Though I have met a few people face to face who suffer from bi-polar disorder or schizophrenia related disorders, most of the people I have contact with are online.  My closest friends with mental illness are almost all bloggers.  Several of them are visual artists, too.  All of them are intelligent, sensitive and creative.  None of them are "freaks".  The more people who come forward in blogs, on message boards, in YouTube videos and ultimately in the news, the more I believe much of stigma will be defeated.  Also, people have to start getting honest about either their own mental illnesses or those of their loved ones and share their stories if not publicly than with their friends and family or in support groups.  I'm a firm believer that honesty is the best policy to overcoming virtually all our problems.  Open non-violent communication might be the way of the future.  Let's all use our intelligence, sensitivity and creativity, the way my friends are doing, and take a stand against the stigma.  And while you're at it, boycott the films that are making a huge profit out of the misery of the mentally ill.

4 comments:

Chris said...

Hi Kate,

Yes the cost of health insurance or the lack of it in America is another reason why the current health care reform falls far short of universal coverage.

Did you read my midnight blog entry about universal health care? I posted it in the wee hours last night.

As alwaqys I look forward to reading your blogs. My second SharePost at the Connection will be about universal health care.

Regards,
Chris

Feminist Voice with Disabilities said...

Kate, it's very true that stigma is a major problem, which prevents people from seeking help and from getting adequate treatment. I believe the lack of funding for adequate mental health treatment in this country is directly due to stigma. As you said, too, there are a lot of films we should boycott. I refuse to see things like "The Crazies" or "Shutter Island", which make those of us who live with mental illnesses out to be subhuman freaks of nature. I don't understand why such films are still considered socially acceptable.

I think it's important for those of us with blogs like yours and mine to talk about stigma.
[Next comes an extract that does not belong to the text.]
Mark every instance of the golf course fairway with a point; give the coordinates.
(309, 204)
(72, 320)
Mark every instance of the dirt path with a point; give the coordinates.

I'm so glad that you write your blog and give people a glimpse into what life is like with Schizophrenia, and even if you don't talk about it with anyone in your offline life, you are making an impact in combatting stigma by talking about it here.

I have become more vocal in the past couple years, even speaking in public about my mental illness, but I was not always able to do that.

I still don't talk about it at all with anybody where I work. I still have the fear of disclosure to the wrong people and the results that can have. But, as you said, the more we can speak out, the less stigma there will be.

rubyslippers888 said...

Hi Kate,

I'm so sorry to hear about Ozzie. May he Rest in Peace.